Заведующий недоверчиво улыбается. Жму ему руку и осторожно переступаю через препятствие.
***
Словно соглашаясь с моими грустными мыслями, институт виноградарства и виноделия встречает меня скорбным молчанием. Редкие сотрудники, завидев незнакомца, отводят глаза и спешат укрыться за частоколом штативов с ретортами и змеевиками. То ли оттого, что эта сцена повторяется на каждом этаже, то ли потому, что интерьер насквозь пропитан алкоголем, мне уже начинает казаться, что я безнадежно опоздал и сейчас увижу директора института, как минимум, в гробу. И действительно, я недалек от истины. Невысокий крепыш-директор сидит в просторном кабинете, обхватив голову руками. Над ним портрет Горбачева, перед ним постановление о борьбе с пьянством и алкоголизмом.
- Напрасно вы башкирские машинки купили, - немедленно перехожу я к делу. - Этот металлолом надо с конвейера или в капремонт, или, лучше, сразу на помойку.
- Что? - поднимает мутные глаза директор. - А, машинки... Ну, ты мне их хоть из этих неподъемных ящиков вынь.
И снова погружается в свои поминальные думы.
К удивлению, мне удается справиться с уфимскими монстрами достаточно легко. Где-то бью, где-то дергаю, и они, сотрясая стол, начинают двигаться.
- Спрячь в рюкзак, - кивает директор в сторону окна, когда я возвращаюсь. - Там, за занавеской. Смешали, знаешь, троечку портвейнов, вроде, неплохо получилось.
Вынув инструмент, я пакую два «огнетушителя», кем-то с любовью завернутых в газету. Горбачев косится со стены.
- В главк поеду, - решительно встает директор. - Могу подбросить до метро.
При прощании он спрашивает адрес мастерской.
- Не нужно никакой мастерской, - отвечаю я. - Печатайте на здоровье.

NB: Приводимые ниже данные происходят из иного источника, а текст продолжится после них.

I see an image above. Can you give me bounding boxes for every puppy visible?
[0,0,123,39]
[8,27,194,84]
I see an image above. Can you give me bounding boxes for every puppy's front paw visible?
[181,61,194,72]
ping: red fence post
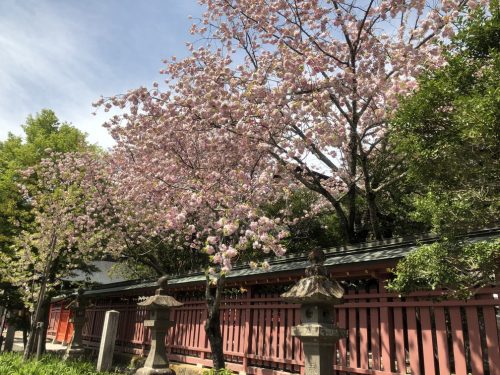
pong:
[243,286,252,372]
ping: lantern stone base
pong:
[63,348,85,361]
[292,323,346,375]
[135,367,175,375]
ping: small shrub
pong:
[203,368,233,375]
[0,353,111,375]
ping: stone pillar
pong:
[97,310,120,372]
[64,288,87,360]
[136,276,182,375]
[281,250,346,375]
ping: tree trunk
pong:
[39,296,52,354]
[23,277,47,361]
[205,276,226,370]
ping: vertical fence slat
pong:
[465,306,484,375]
[370,307,380,370]
[434,307,451,375]
[450,307,467,375]
[338,308,347,374]
[285,308,293,371]
[483,306,500,375]
[348,302,359,368]
[380,298,392,372]
[406,307,420,375]
[420,307,436,374]
[393,307,406,374]
[359,308,368,369]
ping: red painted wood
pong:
[359,309,368,368]
[380,298,392,372]
[393,307,406,374]
[241,287,254,372]
[450,307,467,375]
[254,300,266,365]
[348,291,359,368]
[434,307,451,375]
[370,287,380,370]
[420,307,436,374]
[285,309,294,371]
[293,309,304,371]
[465,307,484,375]
[58,284,498,375]
[56,310,69,343]
[271,309,279,358]
[338,308,347,367]
[483,306,500,375]
[278,309,286,359]
[406,307,420,375]
[200,309,210,359]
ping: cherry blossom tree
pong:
[95,0,488,368]
[107,114,287,369]
[99,0,487,242]
[2,153,111,359]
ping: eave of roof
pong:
[80,228,500,296]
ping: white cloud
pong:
[0,1,119,146]
[0,0,201,147]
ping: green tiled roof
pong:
[81,228,500,296]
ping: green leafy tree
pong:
[0,109,96,356]
[391,1,500,297]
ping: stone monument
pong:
[136,276,183,375]
[281,249,346,375]
[97,310,120,372]
[64,288,87,360]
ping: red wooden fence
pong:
[49,285,500,375]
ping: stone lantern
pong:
[281,249,346,375]
[64,288,88,360]
[136,276,183,375]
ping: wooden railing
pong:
[47,286,500,375]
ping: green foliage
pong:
[389,239,500,299]
[391,5,500,234]
[0,109,96,308]
[0,109,92,251]
[264,189,343,254]
[203,368,234,375]
[0,353,109,375]
[390,6,500,298]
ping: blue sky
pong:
[0,0,203,147]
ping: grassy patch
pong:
[0,353,111,375]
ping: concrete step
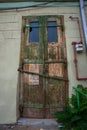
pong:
[18,118,58,126]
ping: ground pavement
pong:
[0,119,59,130]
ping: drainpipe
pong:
[72,42,87,80]
[80,0,87,50]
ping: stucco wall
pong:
[0,7,87,124]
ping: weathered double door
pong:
[19,16,67,118]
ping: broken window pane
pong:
[47,21,58,42]
[29,22,39,42]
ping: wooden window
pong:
[47,21,58,42]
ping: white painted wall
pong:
[0,7,87,124]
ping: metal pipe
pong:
[80,0,87,49]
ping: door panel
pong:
[19,16,67,118]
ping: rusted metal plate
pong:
[21,16,67,118]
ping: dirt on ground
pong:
[0,124,58,130]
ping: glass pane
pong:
[47,21,58,42]
[29,22,39,42]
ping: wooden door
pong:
[19,16,67,118]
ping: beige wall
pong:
[0,7,87,124]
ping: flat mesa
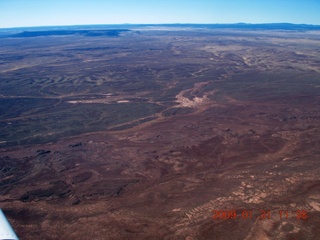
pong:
[0,24,320,240]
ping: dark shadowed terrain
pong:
[0,24,320,240]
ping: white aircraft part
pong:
[0,209,19,240]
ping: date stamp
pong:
[212,209,308,220]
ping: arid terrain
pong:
[0,26,320,240]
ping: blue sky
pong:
[0,0,320,28]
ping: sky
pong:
[0,0,320,28]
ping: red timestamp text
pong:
[212,209,308,220]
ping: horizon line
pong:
[0,22,320,30]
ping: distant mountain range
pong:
[0,23,320,38]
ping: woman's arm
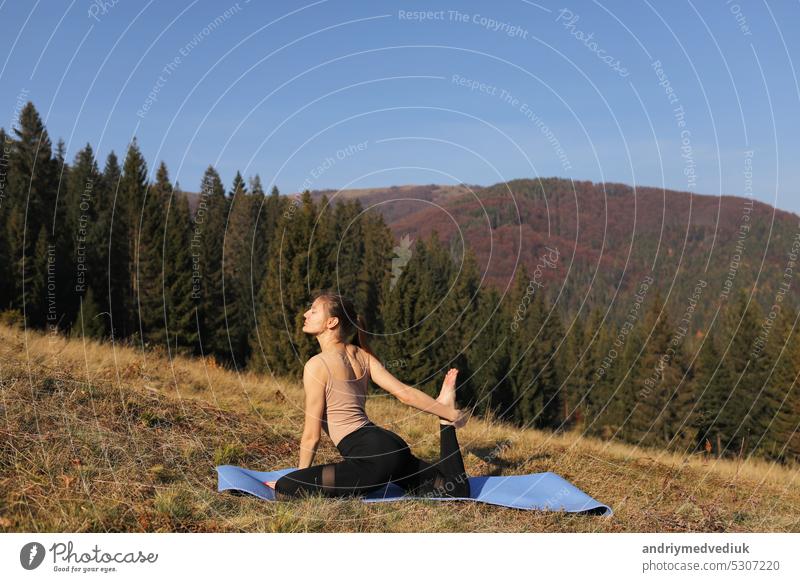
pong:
[297,358,327,469]
[367,354,459,422]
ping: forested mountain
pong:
[0,103,800,461]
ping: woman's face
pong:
[303,299,329,335]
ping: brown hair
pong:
[312,289,375,356]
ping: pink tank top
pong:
[317,350,369,446]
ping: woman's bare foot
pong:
[436,368,458,424]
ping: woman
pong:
[267,292,470,500]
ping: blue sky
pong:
[0,0,800,212]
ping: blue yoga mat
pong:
[217,465,614,516]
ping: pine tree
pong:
[754,302,800,462]
[536,294,565,430]
[98,151,133,340]
[223,172,255,369]
[466,287,514,416]
[691,330,734,455]
[718,289,766,456]
[623,289,683,445]
[251,190,318,377]
[112,138,147,341]
[63,143,105,330]
[6,102,57,320]
[70,287,106,340]
[0,127,14,311]
[192,166,229,360]
[164,184,199,354]
[27,225,49,328]
[136,161,172,346]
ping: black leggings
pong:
[275,422,470,500]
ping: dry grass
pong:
[0,327,800,532]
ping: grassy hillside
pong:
[0,326,800,532]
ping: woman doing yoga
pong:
[267,292,470,500]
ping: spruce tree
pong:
[223,172,255,368]
[164,184,199,354]
[6,102,57,320]
[63,143,105,330]
[136,161,172,346]
[116,138,147,341]
[0,127,13,311]
[192,166,230,361]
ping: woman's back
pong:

- Как?!! - на лице директора неподдельный ужас. - Я ж тебе как НЕСДЕЛАВШЕМУ дал!

***
Темнеет. Остается последний вызов. «Сегодня только вторник, - думаю я по дороге в детсад, - а я уже измотан на целую неделю. Уехать бы из этого города, из этого государства к чертовой бабушке! Купить паспорт казахского немца и начать жечь костры у посольства. Хочу трамваев по расписанию, бюргерскую кухню с геранью, и чтоб никакой иррациональности!»

Мать честная! Это же МОЙ ДЕТСАД! Лет прошло немерено, а все знакомо до закоулков! Вот он, подоконник первых страданий! На нем стояла бутыль с рыбьим жиром, который мы все дружно ненавидели, но редко кому из наших удавалось увильнуть от приема внутрь. Вон в тот угол я неоднократно сопел носом, изолированный за злостную недисциплинированность, горело ухо, а за затылком обидно кипела жизнь. Фотография этой комнаты до сих пор валяется дома на антресолях. А здесь...
На моем горшке с ракетой сидит какой-то засранец лет четырех и испуганно смотрит на меня, как будто знает о моих малодушных планах!
Я отвожу глаза первым. Разворачиваюсь и, уже не имея никакого желания искать местного завхоза и его раздолбанные машинки, уверенным шагом направляюсь к выходу. Я ухожу в это государство, в этот город, к своей алчной жене. Вместо обещанного золота в рюкзаке за моей спиной глухо звякают два «огнетушителя».